Investors using ten to thirty times leverage have pushed stocks to new highs. Thanks to the Fed's easy money, banks are loaning wealthy speculators boatloads of money, and in turn, they are buying stocks. In March 2013, New York Stock Exchange margin debt was near an all-time record. Now, margin debt is at a record high.
Hedge funds aren’t the only entities using leverage in record amounts. Individuals are using it, too. [The chart above] shows that margin debt at brokerage firms has now reached an all-time high. Leveraged buying by institutions and margin buying by individuals explains how the averages ... got to where they are. It’s just another big debt-financed bubble, like the one in housing that ended in 2006.
-- The Elliott Wave Theorist, November 2013
Credit expansion fueled real estate mania to unsustainable levels until the bubble burst.
Is the Fed helping to create yet another asset bubble?

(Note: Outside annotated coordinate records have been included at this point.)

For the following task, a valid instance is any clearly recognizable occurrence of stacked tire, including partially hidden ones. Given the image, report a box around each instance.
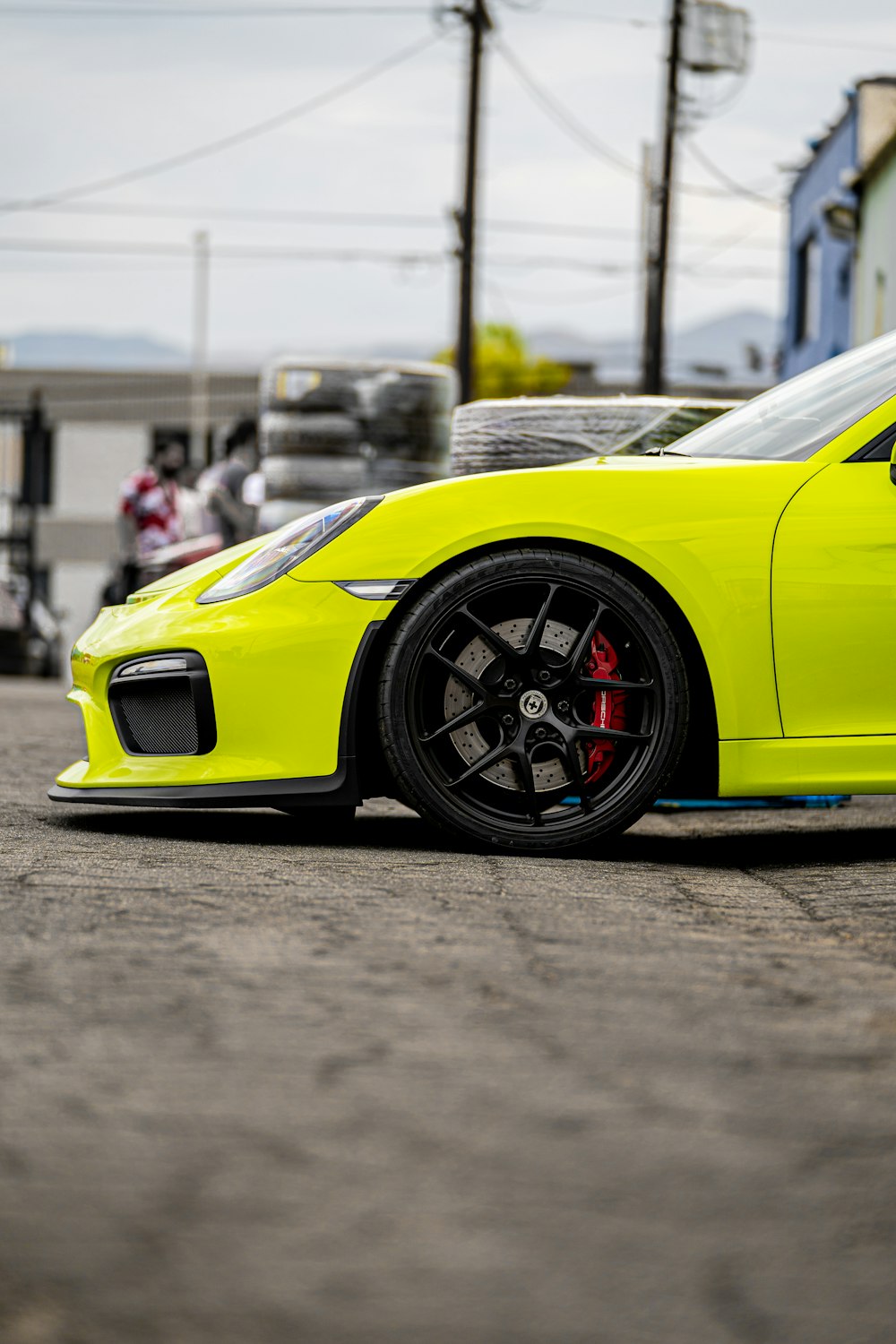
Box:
[450,397,739,476]
[259,358,454,527]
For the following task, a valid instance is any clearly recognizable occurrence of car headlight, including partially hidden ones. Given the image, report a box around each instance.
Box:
[196,495,383,602]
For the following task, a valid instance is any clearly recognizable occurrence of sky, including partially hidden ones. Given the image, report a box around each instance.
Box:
[0,0,896,363]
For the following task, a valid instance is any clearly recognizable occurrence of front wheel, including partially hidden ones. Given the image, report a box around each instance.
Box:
[379,548,688,852]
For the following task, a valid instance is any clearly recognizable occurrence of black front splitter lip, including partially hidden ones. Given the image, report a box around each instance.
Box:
[47,757,361,808]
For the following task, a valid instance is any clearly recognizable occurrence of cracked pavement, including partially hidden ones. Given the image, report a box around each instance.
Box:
[0,680,896,1344]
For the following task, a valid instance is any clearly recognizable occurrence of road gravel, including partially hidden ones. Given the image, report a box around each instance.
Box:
[0,680,896,1344]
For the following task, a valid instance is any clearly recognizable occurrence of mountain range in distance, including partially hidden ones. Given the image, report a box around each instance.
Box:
[0,309,780,386]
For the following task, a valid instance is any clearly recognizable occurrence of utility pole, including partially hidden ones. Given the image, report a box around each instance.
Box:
[642,0,685,395]
[189,228,210,467]
[454,0,493,402]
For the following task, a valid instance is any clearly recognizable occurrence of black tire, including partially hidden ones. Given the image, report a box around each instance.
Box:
[259,411,361,457]
[261,360,363,416]
[262,456,371,500]
[379,548,688,854]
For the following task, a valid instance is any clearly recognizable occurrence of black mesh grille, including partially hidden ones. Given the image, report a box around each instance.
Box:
[118,677,199,755]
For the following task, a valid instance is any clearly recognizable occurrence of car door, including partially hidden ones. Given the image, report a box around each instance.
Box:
[771,426,896,738]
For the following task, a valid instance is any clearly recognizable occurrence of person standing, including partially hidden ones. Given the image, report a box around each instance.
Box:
[200,419,258,550]
[118,440,186,590]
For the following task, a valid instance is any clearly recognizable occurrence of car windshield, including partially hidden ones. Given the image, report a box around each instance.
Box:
[652,332,896,462]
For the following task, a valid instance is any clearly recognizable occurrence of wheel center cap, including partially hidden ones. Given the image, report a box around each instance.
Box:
[520,691,548,719]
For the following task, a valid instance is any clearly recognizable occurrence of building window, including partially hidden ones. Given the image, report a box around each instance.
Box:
[794,234,821,346]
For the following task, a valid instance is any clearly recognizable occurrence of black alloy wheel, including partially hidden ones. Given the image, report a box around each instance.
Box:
[379,548,688,852]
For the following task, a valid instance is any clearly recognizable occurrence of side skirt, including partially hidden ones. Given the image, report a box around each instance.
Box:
[719,736,896,798]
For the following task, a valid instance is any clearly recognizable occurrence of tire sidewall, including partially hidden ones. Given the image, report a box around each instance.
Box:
[379,548,688,852]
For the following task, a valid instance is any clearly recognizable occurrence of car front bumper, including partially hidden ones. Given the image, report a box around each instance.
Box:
[49,575,393,806]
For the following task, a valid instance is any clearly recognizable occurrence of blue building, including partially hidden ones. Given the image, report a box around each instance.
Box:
[782,75,896,378]
[782,91,860,378]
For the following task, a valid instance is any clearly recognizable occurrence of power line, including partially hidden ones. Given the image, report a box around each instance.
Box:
[493,38,640,175]
[8,202,780,252]
[495,38,769,204]
[0,32,444,214]
[685,140,783,210]
[0,4,431,19]
[0,238,777,280]
[551,10,896,54]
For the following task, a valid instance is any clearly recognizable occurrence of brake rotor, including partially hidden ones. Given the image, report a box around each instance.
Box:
[444,617,589,793]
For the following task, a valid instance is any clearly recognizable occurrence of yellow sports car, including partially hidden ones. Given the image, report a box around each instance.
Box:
[51,333,896,852]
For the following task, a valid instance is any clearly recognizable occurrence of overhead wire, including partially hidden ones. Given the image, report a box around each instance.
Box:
[0,4,431,19]
[0,238,777,280]
[492,37,770,204]
[685,137,783,210]
[0,32,444,214]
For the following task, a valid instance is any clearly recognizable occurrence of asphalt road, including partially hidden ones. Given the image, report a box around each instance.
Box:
[0,682,896,1344]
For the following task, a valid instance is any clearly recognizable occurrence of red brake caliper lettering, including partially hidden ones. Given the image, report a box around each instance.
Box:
[584,631,626,784]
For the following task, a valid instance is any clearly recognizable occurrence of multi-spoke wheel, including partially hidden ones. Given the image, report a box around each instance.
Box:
[380,550,688,851]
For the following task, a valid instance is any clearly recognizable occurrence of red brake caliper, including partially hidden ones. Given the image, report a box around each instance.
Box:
[584,631,626,784]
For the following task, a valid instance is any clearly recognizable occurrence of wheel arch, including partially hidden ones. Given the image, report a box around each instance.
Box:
[355,537,719,798]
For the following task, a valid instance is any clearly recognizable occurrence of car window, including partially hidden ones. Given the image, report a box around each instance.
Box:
[658,332,896,461]
[849,425,896,462]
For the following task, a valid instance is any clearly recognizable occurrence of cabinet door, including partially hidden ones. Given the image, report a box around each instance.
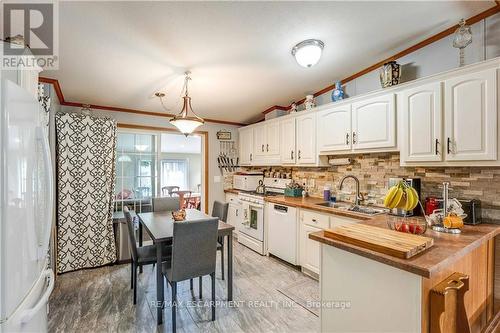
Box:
[296,113,317,164]
[253,124,267,160]
[266,121,280,156]
[299,223,322,274]
[316,104,351,152]
[227,203,241,228]
[444,68,498,161]
[280,118,297,164]
[352,94,396,149]
[398,82,443,162]
[239,128,253,165]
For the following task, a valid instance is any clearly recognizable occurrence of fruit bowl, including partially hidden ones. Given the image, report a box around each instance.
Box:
[387,217,427,235]
[172,209,186,222]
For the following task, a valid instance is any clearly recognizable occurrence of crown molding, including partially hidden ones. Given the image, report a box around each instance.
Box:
[38,76,247,126]
[262,0,500,114]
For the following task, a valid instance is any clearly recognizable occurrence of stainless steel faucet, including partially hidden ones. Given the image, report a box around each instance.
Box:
[339,175,364,206]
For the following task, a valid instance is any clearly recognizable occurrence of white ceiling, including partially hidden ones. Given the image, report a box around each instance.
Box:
[42,1,494,122]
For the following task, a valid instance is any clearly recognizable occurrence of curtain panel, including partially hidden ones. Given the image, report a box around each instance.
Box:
[56,113,116,273]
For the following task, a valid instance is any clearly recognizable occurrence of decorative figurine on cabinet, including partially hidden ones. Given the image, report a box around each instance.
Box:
[332,81,344,102]
[304,95,316,110]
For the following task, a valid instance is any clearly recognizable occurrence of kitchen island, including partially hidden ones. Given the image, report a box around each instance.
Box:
[309,215,500,332]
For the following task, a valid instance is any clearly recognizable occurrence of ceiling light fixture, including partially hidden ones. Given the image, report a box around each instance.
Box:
[170,71,205,136]
[292,39,325,68]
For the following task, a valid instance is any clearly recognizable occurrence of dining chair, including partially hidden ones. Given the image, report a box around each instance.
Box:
[212,200,229,280]
[172,190,193,208]
[123,206,172,304]
[161,186,181,196]
[162,218,219,332]
[153,197,181,212]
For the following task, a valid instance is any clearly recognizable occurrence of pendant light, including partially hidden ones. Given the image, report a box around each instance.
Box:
[170,72,205,136]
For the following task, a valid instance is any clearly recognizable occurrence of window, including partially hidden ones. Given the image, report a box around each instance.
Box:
[161,159,189,190]
[115,133,157,200]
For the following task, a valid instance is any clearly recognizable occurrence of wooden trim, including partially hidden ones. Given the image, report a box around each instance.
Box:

Federal Reserve Chairman Ben S. Bernanke and his central-bank counterparts ... have bet the run-up in stock and home prices they’ve engineered would boost consumer and corporate confidence and spur faster growth and higher inflation. Now they’re having to maintain or intensify their aid -- running the risk those efforts do more harm than good by boosting equity and property prices to unsustainable levels.
-- Bloomberg, Nov. 13
Even before NYSE margin debt reached a historic high, a major bank observed:
“Investors have rarely been more levered than today,” said Deutsche Bank, warning that the spike in margin debt is a “red flag” and should be watched closely. ... It said the equity rally may have further legs but it cited “astonishing similarities” between the latest patterns and events preceding prior market crises.